Lima tahun yang lalu, sejak henpon dibawa-bawa ke hutan makekal, aku hanya pergunakan alat itu sebatas sebagai kalkulator atau main game. Aku nyalakan sewaktu-waktu hanya sebagai penerang saat darurat di hutan dan itu pun kalo senter ku kehabisan batere. Tak berfungsi sebagaimana mestinya itu henpon. Maap-maap saja bro tempat dimana sertu tinggal – hutan di kawasan taman nasional bukit duabelas – adalah wilayah blankspot alias gak ada sinyal.

Life goes on dan semua berubah tiga tahun yang lalu sejak ‘korporasi’ berbasis telekomunikasi meluaskan pasarnya di kota Bangko -- kota terdekat dengan wilayah hutan Makekal dimana sertu tinggal – sejak itu akibat tower sinyal berdiri dimana-mana maka sinyal henpon tanpa sengaja bisa didapatkan dengan sedikit usaha dan pencarian yang melelahkan. Pucuk-pucuk bukit adalah tempat yang kerap aku datangi untuk pencarian ini, tak selalu bawa hasil, sepanjang ada waktu luang aku selalu mencari bukit yang lain lagi.

Sampai akhirnya kutemukan sebuah bukit bernama bukit Keluhu Tetunu. Keluhu itu nama orang rimba, sementara tetunu itu artinya kebakar. Si keluhu terbakar dibukit itu, demikian cerita menurut mitos orang rimba Makekal dibalik nama bukit itu. Penemuan tak sengaja dengan sinyal ini, waktu itu saya melintas dengan motor sewaktu masuk hutan makekal sehabis ke pasar membeli logistic, tiba-tiba kudengar bunyi ‘tit’ tanda sms masuk.
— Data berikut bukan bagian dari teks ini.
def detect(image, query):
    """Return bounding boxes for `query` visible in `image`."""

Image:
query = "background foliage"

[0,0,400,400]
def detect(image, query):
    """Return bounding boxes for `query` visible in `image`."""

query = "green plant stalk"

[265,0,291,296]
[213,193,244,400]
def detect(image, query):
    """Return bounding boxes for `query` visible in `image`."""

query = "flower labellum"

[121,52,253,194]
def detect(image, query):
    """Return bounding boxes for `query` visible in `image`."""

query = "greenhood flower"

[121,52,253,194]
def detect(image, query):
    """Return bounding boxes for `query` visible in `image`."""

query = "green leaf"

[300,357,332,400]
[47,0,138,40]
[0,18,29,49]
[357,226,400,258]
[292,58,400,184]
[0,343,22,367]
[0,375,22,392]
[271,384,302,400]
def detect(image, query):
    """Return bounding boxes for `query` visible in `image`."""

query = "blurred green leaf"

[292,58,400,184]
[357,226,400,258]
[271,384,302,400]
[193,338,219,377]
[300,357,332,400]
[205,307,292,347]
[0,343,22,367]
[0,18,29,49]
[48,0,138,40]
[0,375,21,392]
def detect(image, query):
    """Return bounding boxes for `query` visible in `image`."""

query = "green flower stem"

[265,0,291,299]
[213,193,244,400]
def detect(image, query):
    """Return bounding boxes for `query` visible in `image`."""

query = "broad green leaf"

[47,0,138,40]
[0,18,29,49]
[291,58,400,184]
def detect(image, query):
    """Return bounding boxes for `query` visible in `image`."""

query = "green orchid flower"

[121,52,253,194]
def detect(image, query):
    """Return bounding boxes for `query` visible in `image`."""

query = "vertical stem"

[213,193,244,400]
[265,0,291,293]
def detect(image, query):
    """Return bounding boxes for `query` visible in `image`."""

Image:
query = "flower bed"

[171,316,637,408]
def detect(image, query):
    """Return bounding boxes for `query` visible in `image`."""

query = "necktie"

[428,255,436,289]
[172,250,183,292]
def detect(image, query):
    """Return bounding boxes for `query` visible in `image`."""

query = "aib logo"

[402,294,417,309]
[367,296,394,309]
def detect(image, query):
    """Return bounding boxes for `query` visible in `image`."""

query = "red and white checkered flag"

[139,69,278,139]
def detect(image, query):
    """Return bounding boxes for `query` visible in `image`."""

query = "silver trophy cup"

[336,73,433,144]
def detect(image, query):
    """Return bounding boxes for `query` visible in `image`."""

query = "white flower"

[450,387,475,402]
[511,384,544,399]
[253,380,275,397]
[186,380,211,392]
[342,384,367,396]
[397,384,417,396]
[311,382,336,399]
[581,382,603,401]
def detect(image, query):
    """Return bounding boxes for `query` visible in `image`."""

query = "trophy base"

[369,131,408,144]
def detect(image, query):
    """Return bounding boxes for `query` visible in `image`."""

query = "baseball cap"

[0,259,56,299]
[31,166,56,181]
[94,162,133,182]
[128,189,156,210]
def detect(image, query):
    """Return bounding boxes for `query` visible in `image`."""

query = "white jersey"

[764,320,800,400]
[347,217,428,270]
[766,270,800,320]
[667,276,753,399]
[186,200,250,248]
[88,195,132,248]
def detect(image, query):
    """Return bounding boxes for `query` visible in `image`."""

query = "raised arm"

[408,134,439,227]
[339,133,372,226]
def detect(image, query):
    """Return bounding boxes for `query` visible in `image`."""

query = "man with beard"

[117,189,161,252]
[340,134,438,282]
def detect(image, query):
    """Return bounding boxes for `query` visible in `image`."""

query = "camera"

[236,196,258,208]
Setengah kaget kubuka pesan di inbox, kubaca, ah betul juga, ada sinyal di sini. Pengennya berlama-lama di situ, saya hanya reply saja karena hari mulai gelap. Perbukitan ini sering dilalui beruang yang mencari madu, aku takut dan cabut segera menuju lokasi tempatku kerja di sokola rimba.

Esoknya kukabari semua, tentang penemuan ini, semua rekan kerja ‘berbinar-binar’, lalu segera kami berangkat ke tempat itu. Berombongan di temani sahabat kecilku. Di tempat yang aku tandai aku nyalakan henponku dan langsung kucoba hubungi seseorang, nyambung bro dan diangkat. Tak segera kubalas halo darinya, aku malah jingkrak kegirangan, dan sahabat kecilku tertawa campur heran. Selanjutnya aku larut ngomong dengannya, ngomong sendiri, senyum dan ketawa sendiri, seperti orang gila kata anak-anak rimba yang mengantarku waktu itu. Waktu kusebut bahwa orng yang aku telpon sedang berada di kota Yogyakarta -- dimana dipisahkan jarak ribuan kilo terpisah laut bernama selat sunda dengan Jambi -- maka semua keheranan dan rebutan ingin ikut ngomong dengan orang yang aku telpon. “Eh tuhan kuaso, nioma bukit setan” Kata mereka yang keheranan dengan cara kerja sinyal dan henpon ini yang bekerja ibarat setan tak terlihat..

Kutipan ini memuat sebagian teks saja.